Residents in the capital who have enjoying blue skies for weeks have been told to take the warning seriously. The severe air pollution is expected to peak on Jan 16 with concentrations of PM2.5 climbing to 250 micrograms per cubic meter or higher, the Ministry of Environmental Protection said.
When the level of PM2.5－hazardous fine particles－reaches that level, it means the air quality index would be above 300.
Other affected cities, including Tianjin, Shijiazhuang in Hebei province, Linfen in Shanxi, Dezhou in Shandong and Zhengzhou in Henan are expected to see smog peak on Jan 16 as well.
The pollution is forecast to ease a little on Jan 17, worsen again on Jan 18, and finally start to fade when a cold front arrives on Jan 19, the ministry said.
Some of the orange alerts issued by the 31 cities took effect on Jan 12 and some, including Beijing’s, take effect on Jan 13, according to local environmental protection authorities.
The four-color response system is red, orange, yellow and blue, with red being the most serious pollution.
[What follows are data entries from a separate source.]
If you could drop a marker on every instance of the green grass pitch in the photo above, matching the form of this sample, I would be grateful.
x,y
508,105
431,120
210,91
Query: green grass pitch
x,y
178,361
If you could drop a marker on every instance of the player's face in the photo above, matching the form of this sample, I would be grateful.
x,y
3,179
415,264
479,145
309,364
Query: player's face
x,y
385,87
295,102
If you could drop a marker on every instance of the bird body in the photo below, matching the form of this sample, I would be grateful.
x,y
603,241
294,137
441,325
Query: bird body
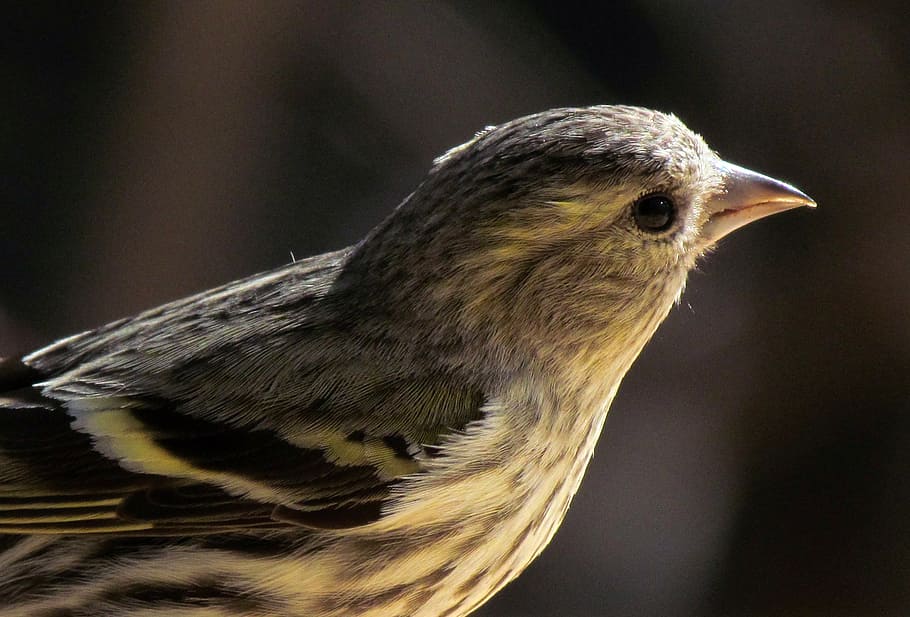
x,y
396,428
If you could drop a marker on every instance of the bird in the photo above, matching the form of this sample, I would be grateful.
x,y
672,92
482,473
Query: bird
x,y
393,429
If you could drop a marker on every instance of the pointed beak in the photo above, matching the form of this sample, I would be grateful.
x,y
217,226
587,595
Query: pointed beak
x,y
748,196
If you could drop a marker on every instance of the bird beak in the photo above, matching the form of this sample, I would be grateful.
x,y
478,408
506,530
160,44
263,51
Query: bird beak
x,y
747,196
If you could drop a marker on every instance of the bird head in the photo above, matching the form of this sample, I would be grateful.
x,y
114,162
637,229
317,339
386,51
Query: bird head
x,y
572,227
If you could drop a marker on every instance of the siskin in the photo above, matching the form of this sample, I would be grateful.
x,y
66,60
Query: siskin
x,y
395,429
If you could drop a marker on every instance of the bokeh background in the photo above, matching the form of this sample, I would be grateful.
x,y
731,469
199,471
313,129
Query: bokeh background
x,y
757,459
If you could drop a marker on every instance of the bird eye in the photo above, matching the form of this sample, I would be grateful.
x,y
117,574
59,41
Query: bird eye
x,y
654,213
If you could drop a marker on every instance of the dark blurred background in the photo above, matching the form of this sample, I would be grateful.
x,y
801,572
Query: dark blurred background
x,y
756,460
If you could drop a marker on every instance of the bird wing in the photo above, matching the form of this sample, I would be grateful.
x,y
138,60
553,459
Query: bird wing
x,y
211,415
Under the orange alert, tough restrictions are put in place, limiting the production of heavily polluting factories as well as the use of vehicles.
To ensure implementation, the ministry requires over 100 inspection teams to visit the 28 major regional cities and conduct field checks.
“The inspection results will be released on a daily basis, showing problems uncovered in the inspections,” the ministry said in a statement on Jan 12.
More smog is likely in coming weeks: The joint forecast of the National Climate Center and China National Environmental Monitoring Center show a trend of warmer, windless days in late January and the first days of February.
The cluster of northern cities often share smoggy days because they are in the same air flow field, said He Kebin, dean of the School of Environment at Tsinghua University, the last time the region issued a similar group of orange alerts on Nov 4.
Joint controls managed to cut emissions by 20 percent in the previous round, and they are expected to be effective this time as well, said Chai Fahe, senior researcher at the Chinese Research Academy of Environmental Sciences.
In addition to the short-term response, governments in the smog-prone region continue to phase out polluting companies as a long-term solution.